Bigger in Texas? Damn straight

Lazbuddie, Texas, Zip Code 79053

Lazbuddie is in Parmer County, on the western edge of the Panhandle. Parmer County abuts New Mexico.

https://tshaonline.org/handbook/online/articles/hll26

The county has three main creeks – Running Water Draw, Catfish Draw and Frio Draw. All three are intermittent, but, as with all creeks, ditches and gullies in West Texas, can be extremely dangerous when rain falls upstream. The creeks run northwest to southeast. Rainfall in Parmer County averages 17.5 inches a year.

“Apaches occupied the Panhandle-Plains until they were pushed out around 1700 by the Kiowas and Comanches, who ruled the Texas High Plains between 1700 and the end of the Red River War in 1874.”

https://tshaonline.org/handbook/online/articles/hcp04

That is something a whole lot of people don’t know or think about or would rather just kind of ignore, Indian tribes pushing each other from place to place. Kiowa and Comanche wound up in the Southern Plains of West Texas and the Panhandle after being pushed out of the High Plains by the Sioux. The Sioux went west because they were pushed across the Mississippi River by Eastern forest Indians. People want to remember only how dastardly European whites killed off as many Indians as they could and put the remainder on reservations to become alcoholic and perform badly in school.

Giving native lands back to the Indians would be a question of, “Which native lands are you talking about?” Like environmentalists who say, “We should keep the land in its natural state.” Of which century? Of which era?

In 1900, the XIT Ranch had 150,000 acres in Parmer County with 13,675 cattle. In the 2010 census, Lazbuddie had 248 people.

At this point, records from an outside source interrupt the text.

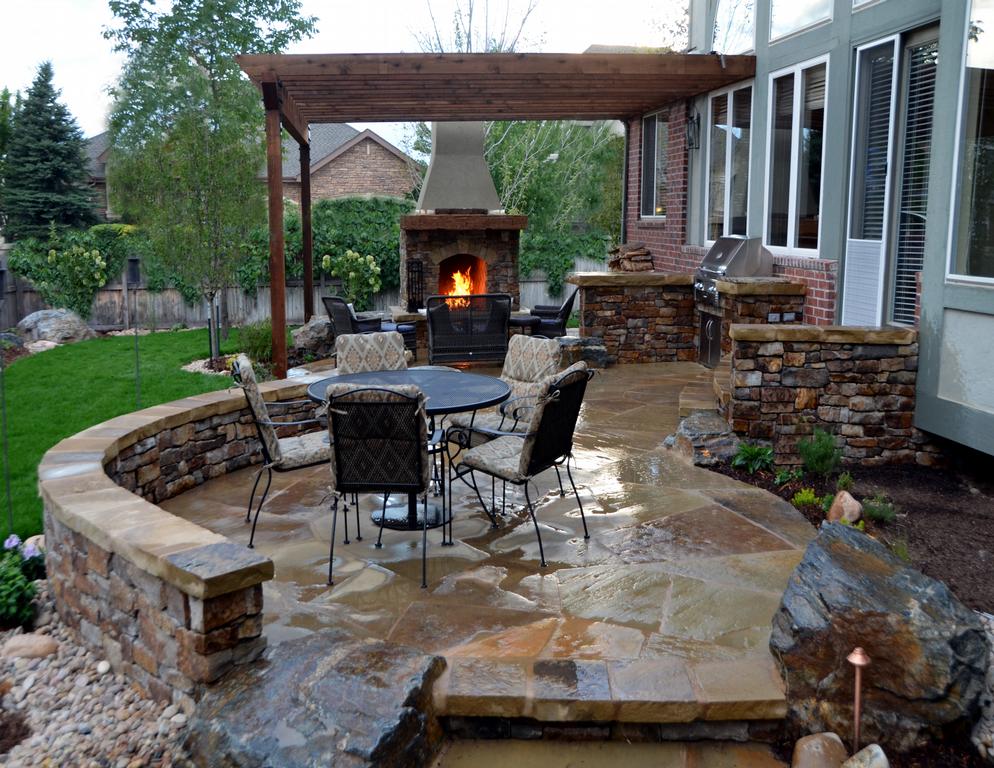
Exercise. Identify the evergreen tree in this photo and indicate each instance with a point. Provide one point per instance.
(45, 169)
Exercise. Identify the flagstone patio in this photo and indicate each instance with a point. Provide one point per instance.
(662, 616)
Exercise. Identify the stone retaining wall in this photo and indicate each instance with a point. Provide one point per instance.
(856, 383)
(639, 317)
(168, 603)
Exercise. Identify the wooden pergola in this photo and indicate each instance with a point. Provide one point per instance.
(301, 89)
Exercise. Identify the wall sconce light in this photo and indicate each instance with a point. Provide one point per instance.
(694, 131)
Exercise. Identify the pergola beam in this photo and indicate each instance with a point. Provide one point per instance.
(301, 89)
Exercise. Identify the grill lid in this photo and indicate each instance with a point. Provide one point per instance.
(736, 256)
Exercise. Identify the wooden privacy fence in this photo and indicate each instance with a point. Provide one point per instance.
(168, 308)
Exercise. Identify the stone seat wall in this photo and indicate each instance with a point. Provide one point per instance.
(172, 605)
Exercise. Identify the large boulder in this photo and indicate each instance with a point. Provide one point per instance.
(315, 337)
(57, 325)
(325, 700)
(928, 650)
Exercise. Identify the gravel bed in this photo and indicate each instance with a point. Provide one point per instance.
(82, 714)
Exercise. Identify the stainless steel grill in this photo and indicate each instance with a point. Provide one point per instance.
(732, 256)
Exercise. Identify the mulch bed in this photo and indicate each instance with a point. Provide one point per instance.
(945, 517)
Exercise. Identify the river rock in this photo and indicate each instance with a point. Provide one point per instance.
(315, 336)
(868, 757)
(928, 650)
(819, 750)
(29, 646)
(844, 507)
(330, 700)
(56, 325)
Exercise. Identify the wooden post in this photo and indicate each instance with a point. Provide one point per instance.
(306, 231)
(277, 276)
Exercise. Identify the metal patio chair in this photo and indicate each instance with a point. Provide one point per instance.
(553, 319)
(378, 438)
(466, 329)
(518, 457)
(279, 454)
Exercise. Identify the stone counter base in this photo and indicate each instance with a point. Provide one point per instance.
(855, 383)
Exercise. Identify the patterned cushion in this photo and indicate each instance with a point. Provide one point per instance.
(358, 353)
(391, 451)
(304, 450)
(258, 407)
(500, 457)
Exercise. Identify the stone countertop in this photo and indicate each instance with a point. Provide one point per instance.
(759, 286)
(629, 279)
(829, 334)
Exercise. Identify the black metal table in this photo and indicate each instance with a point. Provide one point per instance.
(447, 390)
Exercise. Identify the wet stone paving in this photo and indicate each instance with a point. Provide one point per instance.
(662, 616)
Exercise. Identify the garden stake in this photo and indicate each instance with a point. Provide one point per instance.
(858, 659)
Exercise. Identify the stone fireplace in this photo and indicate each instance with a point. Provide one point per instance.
(459, 226)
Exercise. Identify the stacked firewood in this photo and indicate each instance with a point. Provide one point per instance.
(630, 257)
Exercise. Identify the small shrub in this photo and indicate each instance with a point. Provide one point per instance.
(256, 341)
(900, 548)
(16, 588)
(752, 457)
(879, 509)
(820, 454)
(845, 482)
(784, 476)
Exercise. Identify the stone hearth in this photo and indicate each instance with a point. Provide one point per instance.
(433, 238)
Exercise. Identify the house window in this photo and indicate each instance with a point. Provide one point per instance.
(787, 16)
(655, 142)
(734, 26)
(729, 130)
(973, 237)
(797, 130)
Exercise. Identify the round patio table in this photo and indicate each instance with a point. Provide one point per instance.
(447, 390)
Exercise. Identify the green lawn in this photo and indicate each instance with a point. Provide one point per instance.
(58, 393)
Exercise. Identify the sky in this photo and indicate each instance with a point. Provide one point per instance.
(69, 33)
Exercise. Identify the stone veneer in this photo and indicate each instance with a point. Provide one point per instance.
(169, 604)
(856, 383)
(640, 317)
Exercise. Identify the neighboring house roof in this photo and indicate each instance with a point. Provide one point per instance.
(328, 141)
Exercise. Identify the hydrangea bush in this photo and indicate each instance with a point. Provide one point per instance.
(20, 565)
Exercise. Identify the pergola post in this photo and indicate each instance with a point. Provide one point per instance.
(306, 231)
(277, 275)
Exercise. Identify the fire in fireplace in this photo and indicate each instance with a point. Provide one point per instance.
(462, 275)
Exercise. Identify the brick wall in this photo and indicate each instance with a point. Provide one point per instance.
(854, 383)
(664, 237)
(365, 169)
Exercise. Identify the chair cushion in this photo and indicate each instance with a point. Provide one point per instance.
(304, 450)
(359, 353)
(258, 407)
(500, 457)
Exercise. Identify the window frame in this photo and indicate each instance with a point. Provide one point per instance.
(800, 30)
(797, 70)
(653, 217)
(955, 213)
(727, 92)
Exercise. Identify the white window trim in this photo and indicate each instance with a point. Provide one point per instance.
(956, 213)
(656, 114)
(801, 30)
(796, 69)
(885, 242)
(728, 155)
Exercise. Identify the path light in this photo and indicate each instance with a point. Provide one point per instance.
(858, 659)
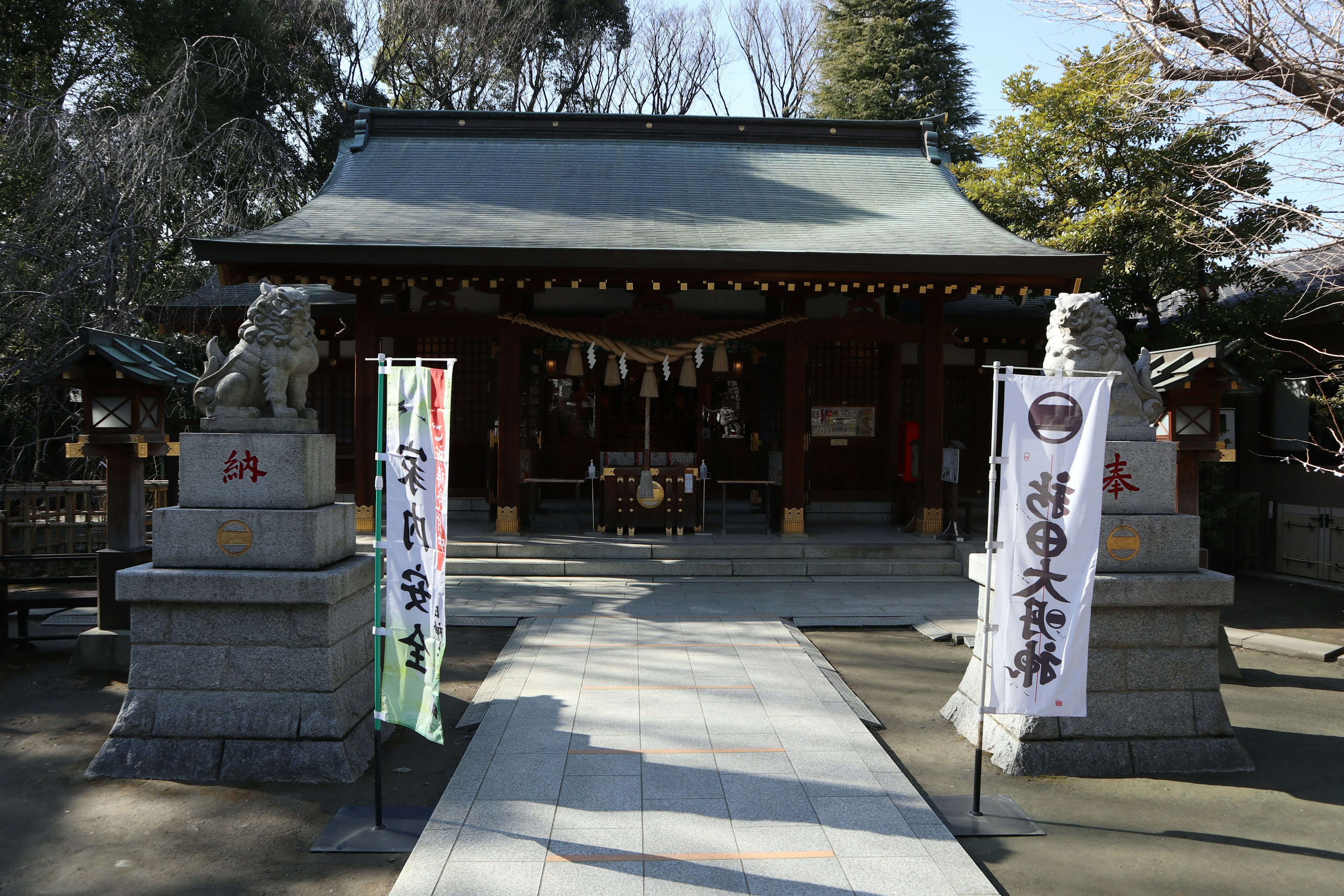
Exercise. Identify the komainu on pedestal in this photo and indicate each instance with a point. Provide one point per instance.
(1154, 700)
(252, 656)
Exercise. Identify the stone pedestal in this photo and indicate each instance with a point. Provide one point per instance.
(251, 656)
(1154, 702)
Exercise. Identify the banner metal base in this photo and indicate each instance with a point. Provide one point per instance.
(353, 831)
(1000, 817)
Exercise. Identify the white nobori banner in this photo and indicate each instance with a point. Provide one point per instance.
(1054, 440)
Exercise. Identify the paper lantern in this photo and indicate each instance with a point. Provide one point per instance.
(721, 359)
(687, 373)
(650, 389)
(574, 363)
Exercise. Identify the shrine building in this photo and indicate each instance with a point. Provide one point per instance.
(853, 289)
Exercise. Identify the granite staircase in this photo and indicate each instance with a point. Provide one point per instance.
(675, 558)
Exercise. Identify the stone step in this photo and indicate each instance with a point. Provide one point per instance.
(698, 567)
(545, 548)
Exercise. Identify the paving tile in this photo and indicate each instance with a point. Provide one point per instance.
(897, 878)
(596, 841)
(694, 879)
(504, 832)
(523, 777)
(490, 879)
(680, 776)
(835, 774)
(603, 765)
(867, 827)
(590, 879)
(796, 878)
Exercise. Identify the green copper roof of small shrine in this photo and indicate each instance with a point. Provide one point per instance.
(672, 192)
(140, 359)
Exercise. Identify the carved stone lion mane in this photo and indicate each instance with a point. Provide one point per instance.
(267, 373)
(1083, 336)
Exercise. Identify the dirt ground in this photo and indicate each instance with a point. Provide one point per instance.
(1275, 831)
(68, 836)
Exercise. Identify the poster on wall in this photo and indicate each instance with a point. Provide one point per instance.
(1054, 439)
(417, 418)
(843, 420)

The XIT was also home to Cordelia Jane Sloan Duke.

DUKE, CORDELIA JANE SLOAN (1877–1966). Cordelia (Cordia) Duke, rancher, writer, and game warden, was born near Belton, Missouri, on January 10, 1877, the daughter of A. R. C. and Belle (Wingert) Sloan. She attended school in Overbrook, Kansas, where her family moved shortly after her birth. She passed the teachers' examination at the age of sixteen and taught school for several years in the Cherokee Nation, Oklahoma Territory, before moving to Sherman County, Texas. In September 1906 she began teaching in a four-pupil school on a strip of Texas land between Oklahoma and the XIT Ranch. There she met Robert L. Duke, then foreman of the Buffalo Springs division of the XIT. The story goes that after returning with her charges from a late roundup near El Frio Springs, Cordia was warned by one young cowboy not to "fool with that Bob Duke," who had fired a cowhand for mistreating a horse. She took her chances anyway, and she and Duke were married on January 9, 1907; they eventually had three daughters. Duke became general manager of the XIT under Henry S. Boice, and when the ranch ceased its cattle operations in 1912, he was retained to oversee that portion of the range leased to the Shelton and Trigg partnership.

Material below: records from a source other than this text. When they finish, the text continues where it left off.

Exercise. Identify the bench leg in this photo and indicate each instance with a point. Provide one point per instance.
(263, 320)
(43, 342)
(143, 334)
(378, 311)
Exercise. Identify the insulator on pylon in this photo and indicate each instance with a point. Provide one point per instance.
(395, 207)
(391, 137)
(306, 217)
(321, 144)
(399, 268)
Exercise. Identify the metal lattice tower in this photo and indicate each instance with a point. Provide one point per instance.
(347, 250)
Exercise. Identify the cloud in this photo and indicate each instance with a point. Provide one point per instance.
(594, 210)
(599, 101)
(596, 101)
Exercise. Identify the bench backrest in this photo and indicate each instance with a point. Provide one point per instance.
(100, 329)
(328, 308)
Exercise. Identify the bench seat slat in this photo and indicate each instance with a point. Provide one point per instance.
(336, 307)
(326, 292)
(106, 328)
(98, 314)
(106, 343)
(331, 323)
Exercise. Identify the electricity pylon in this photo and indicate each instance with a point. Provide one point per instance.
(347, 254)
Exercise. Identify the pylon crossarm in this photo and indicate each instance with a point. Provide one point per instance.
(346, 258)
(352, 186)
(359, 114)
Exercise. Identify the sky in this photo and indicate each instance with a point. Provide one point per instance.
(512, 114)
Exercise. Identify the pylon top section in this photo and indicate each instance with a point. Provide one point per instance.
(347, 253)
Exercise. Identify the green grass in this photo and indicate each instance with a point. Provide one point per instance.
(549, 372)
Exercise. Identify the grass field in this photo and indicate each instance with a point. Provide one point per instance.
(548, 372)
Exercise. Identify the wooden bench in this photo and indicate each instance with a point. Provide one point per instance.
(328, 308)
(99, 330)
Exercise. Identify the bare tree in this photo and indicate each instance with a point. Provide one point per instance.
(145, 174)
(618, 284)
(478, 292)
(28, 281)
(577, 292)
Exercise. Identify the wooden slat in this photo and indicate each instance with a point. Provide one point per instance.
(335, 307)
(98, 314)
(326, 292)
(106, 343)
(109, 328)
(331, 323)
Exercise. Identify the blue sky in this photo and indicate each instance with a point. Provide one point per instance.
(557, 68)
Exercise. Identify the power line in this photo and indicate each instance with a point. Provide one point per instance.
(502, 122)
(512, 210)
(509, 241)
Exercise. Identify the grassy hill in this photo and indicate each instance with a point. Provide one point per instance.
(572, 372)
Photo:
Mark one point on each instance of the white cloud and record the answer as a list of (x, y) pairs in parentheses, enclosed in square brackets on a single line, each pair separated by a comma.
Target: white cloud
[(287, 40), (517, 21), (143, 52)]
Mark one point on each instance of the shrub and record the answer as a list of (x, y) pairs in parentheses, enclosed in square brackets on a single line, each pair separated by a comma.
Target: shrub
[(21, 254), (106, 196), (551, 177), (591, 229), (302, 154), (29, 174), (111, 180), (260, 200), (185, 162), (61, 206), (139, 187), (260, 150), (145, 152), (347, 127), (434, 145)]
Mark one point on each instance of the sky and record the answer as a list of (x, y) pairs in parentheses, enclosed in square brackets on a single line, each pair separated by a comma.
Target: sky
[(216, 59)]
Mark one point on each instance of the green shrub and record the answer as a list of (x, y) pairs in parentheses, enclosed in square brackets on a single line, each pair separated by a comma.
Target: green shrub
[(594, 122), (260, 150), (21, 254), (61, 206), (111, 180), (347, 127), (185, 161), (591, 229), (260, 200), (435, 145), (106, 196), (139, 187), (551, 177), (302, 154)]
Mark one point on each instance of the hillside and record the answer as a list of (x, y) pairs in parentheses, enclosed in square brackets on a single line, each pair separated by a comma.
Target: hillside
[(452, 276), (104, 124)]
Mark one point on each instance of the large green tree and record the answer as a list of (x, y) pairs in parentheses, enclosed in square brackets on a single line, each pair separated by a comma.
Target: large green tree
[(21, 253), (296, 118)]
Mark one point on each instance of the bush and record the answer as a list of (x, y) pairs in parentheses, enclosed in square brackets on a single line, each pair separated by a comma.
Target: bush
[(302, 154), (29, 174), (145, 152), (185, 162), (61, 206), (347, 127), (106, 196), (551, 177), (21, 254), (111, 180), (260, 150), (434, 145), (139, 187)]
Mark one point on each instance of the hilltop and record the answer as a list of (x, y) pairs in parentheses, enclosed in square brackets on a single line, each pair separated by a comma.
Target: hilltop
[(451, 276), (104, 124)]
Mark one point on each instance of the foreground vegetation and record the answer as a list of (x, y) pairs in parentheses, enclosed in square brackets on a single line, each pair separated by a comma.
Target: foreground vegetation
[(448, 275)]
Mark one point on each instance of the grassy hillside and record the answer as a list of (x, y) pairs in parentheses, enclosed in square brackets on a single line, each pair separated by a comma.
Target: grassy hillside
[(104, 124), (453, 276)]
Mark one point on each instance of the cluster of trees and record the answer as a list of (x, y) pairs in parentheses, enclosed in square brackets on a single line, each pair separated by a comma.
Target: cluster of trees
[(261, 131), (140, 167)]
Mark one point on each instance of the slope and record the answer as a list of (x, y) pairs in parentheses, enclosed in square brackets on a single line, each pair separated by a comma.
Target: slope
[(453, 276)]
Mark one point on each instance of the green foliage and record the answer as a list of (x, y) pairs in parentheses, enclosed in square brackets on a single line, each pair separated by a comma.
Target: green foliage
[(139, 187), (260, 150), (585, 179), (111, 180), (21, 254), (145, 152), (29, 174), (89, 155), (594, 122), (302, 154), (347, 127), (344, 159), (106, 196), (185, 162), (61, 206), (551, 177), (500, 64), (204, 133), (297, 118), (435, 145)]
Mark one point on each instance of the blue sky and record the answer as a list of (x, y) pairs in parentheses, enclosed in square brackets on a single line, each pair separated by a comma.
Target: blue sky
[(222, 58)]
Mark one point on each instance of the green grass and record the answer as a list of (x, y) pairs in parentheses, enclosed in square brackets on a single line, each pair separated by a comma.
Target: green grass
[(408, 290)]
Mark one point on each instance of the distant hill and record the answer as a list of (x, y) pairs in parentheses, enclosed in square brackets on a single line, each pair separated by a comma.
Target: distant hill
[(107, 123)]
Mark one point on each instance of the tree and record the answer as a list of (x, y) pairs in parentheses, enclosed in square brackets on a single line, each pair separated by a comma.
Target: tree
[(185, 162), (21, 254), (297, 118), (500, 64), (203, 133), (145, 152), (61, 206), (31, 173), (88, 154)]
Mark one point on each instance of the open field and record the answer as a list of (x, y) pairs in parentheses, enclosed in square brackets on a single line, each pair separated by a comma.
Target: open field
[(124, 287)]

During her years as a ranch wife, Cordia Duke kept a diary in which she noted details of a rapidly vanishing way of life. She used these and reminiscences of the ranchhands in articles for such newspapers and magazines as the Cattleman. Later, excerpts from this diary were used as the basis for a book entitled 6,000 Miles of Fence, which she coauthored with Joe B. Frantz. This book, published in 1961, was the first in the M. K. Brown Range Life Series of the University of Texas Press. In the 1920s, when the land around the Duke homestead was designated a wildlife sanctuary, Mrs. Duke was appointed game warden, the first woman to hold that job in Texas. She was warden for a number of years and became legendary for her rapport with the thousands of wild ducks that found refuge on the sanctuary during their annual migrations. After her husband's death in 1933, Cordia Duke moved to Dalhart, where she died on July 23, 1966, and was buried.